The relaxed attitude to working location seems to pay off – Finland is regularly named the happiest country in the world, scoring highly on measures such as how often its residents exercise and how much leisure time they enjoy. With large swathes of unspoiled countryside and a national obsession with the outdoors, sustainability is at the forefront of its inhabitants’ minds, leading to high levels of support for measures to limit commuting. In January, Finland passed a new Working Hours Act, the goal of which was to help better coordinate employee’s work and leisure time. Central to this is cementing in law that employees can independently decide how, when, and where they work.

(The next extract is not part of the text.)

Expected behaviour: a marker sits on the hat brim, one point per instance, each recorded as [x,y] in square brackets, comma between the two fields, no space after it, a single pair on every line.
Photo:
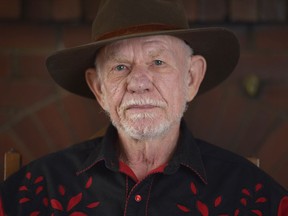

Yet enacting the new ruling is not as simple as just sending employees home with their laptops. For Kirsimarja Blomqvist, a professor of knowledge management at LUT University, perhaps the most fundamental feature that remote work relies upon is a deeply rooted culture of trust, which Helsinki’s residents speak of with pride. The anecdotal evidence is backed up by data which suggests that Finland boasts one of the highest levels of trust and social cohesion in Europe, and equality and transparency have always been key cornerstones of political thought in the country.

“Trust is part of a national culture in Finland – it’s important and people value it highly,” she explains. “There’s good job independence, and people are valued in terms of what they do, not how many hours they work for. Organisations tend to be non-hierarchical, and there is a rich history of cooperation between trade unions, employers, and employees to set up innovative working practices and make workers feel trusted and valued. 

“It’s now important that we ensure that this trust can continue to be built over technology, when workers might have been more used to building it face-to-face.”

As companies begin to look hopefully toward a post-Covid future, the complexities of remote work are apparent. Yet amid issues of privacy, presenteeism, and social isolation, the Helsinki model demonstrates the potential benefits of a distanced working world. The adjustment to remote work, if continued after the crisis, offers a chance to improve companies’ geographical diversity and for employers to demonstrate trust in their workforce. On these issues, Blomqvist believes other cities and employers can learn a lot from Helsinki.

“People are now beginning to return to their workplaces, but even as they do they are starting to consider the crisis as a jumping point to an even more remote future,” she says. “The coronavirus pandemic has been an eye-opener, and people are now interested in learning from Finland’s good practices… We are able to see the opportunity, and the rapid transition to remote work will allow other countries to do the same.”